PyPI - Version PyPI - Python Version PyPI - License Hugging Face GitHub

📖 Overview

EthioBBPE is a professional, production-ready Byte Pair Encoding (BPE) tokenizer specifically designed for Amharic, Ge'ez, and biblical texts.
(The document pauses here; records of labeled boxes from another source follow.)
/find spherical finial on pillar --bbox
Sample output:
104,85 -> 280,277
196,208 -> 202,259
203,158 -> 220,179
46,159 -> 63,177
It provides state-of-the-art tokenization for Ethiopian languages with support for ancient scripts and special characters.

✨ Key Features

  • 🚀 One-line Installation: pip install EthioBBPE
  • 🤖 Auto-download: Models automatically downloaded from Hugging Face Hub
  • 📦 Compressed Storage: Gzip compression for efficient storage (65%+ size reduction)
  • High Performance: Optimized for speed with batch processing
  • 🎯 Perfect Reconstruction: 100% accuracy on Amharic biblical texts
  • 🔧 Professional API: Clean, intuitive interface inspired by Hugging Face
  • 📊 Production Ready: Checkpointing, quantization, and comprehensive metrics

🚀 Quick Start

Installation

pip install EthioBBPE

Basic Usage

from ethiobbpe import EthioBBPETokenizer

# Load pretrained tokenizer (auto-downloads from Hugging Face)
tokenizer = EthioBBPETokenizer.from_pretrained()

# Encode text
text = "ሰላም ለኢዮብ ዘኢነበበ ከንቶ ።"
encoded = tokenizer.encode(text)

print(f"Tokens: {encoded.tokens}")
print(f"IDs: {encoded.ids}")

# Decode back to text
decoded = tokenizer.decode(encoded.ids)
print(f"Decoded: {decoded}")
# Output: ሰላም ለኢዮብ ዘኢነበበ ከንቶ ። (100% accurate!)

Advanced Usage

from ethiobbpe import AutoTokenizer

# Alternative: Use AutoTokenizer factory
tokenizer = AutoTokenizer.from_pretrained("Nexuss0781/Ethio-BBPE")

# Batch encoding
texts = [
    "በመዠመሪያ፡እግዚአብሔር፡ሰማይንና፡ምድርን፡ፈጠረ።",
    "ወደ ቍስጥንጥንያ አገርም በደረሰች ጊዜ",
    "ሐዋርያ መንፈስ ይቤ እንዘ ያነክር ሕይወቶ"
]

encodings = tokenizer.encode_batch(texts)
for i, enc in enumerate(encodings):
    print(f"Text {i}: {len(enc.tokens)} tokens")

# Callable interface
result = tokenizer("ሰላም ዓለም")
print(result.tokens)

# Get vocabulary
vocab = tokenizer.get_vocab()
print(f"Vocabulary size: {tokenizer.get_vocab_size()}")

📊 Model Details

Property Value
Model Name EthioBBPE_AmharicBible
Vocabulary Size 16,000 tokens
Training Data 61,769 lines (Synaxarium + Canon Biblical)
Compression Gzip Level 9 (65%+ reduction)
Reconstruction Accuracy 100%
License Apache 2.0

Training Datasets

  1. Synaxarium Dataset: 366 religious texts
  2. Canon Biblical Dataset: 61,403 Amharic-English parallel texts

Total corpus: ~27.5 MB of high-quality Amharic biblical text.

🛠️ API Reference

EthioBBPETokenizer

Main tokenizer class with full encoding/decoding capabilities.

Methods

  • from_pretrained(model_name, cache_dir, force_download): Load pretrained model
  • from_file(file_path): Load from local file
  • encode(text, add_special_tokens, truncation, max_length): Encode single text
  • encode_batch(texts, ...): Encode multiple texts
  • decode(ids, skip_special_tokens): Decode token IDs
  • decode_batch(batch_ids, ...): Decode multiple sequences
  • get_vocab(): Get vocabulary dictionary
  • get_vocab_size(): Get vocabulary size
  • save(path): Save tokenizer to file

AutoTokenizer

Factory class for automatic tokenizer loading.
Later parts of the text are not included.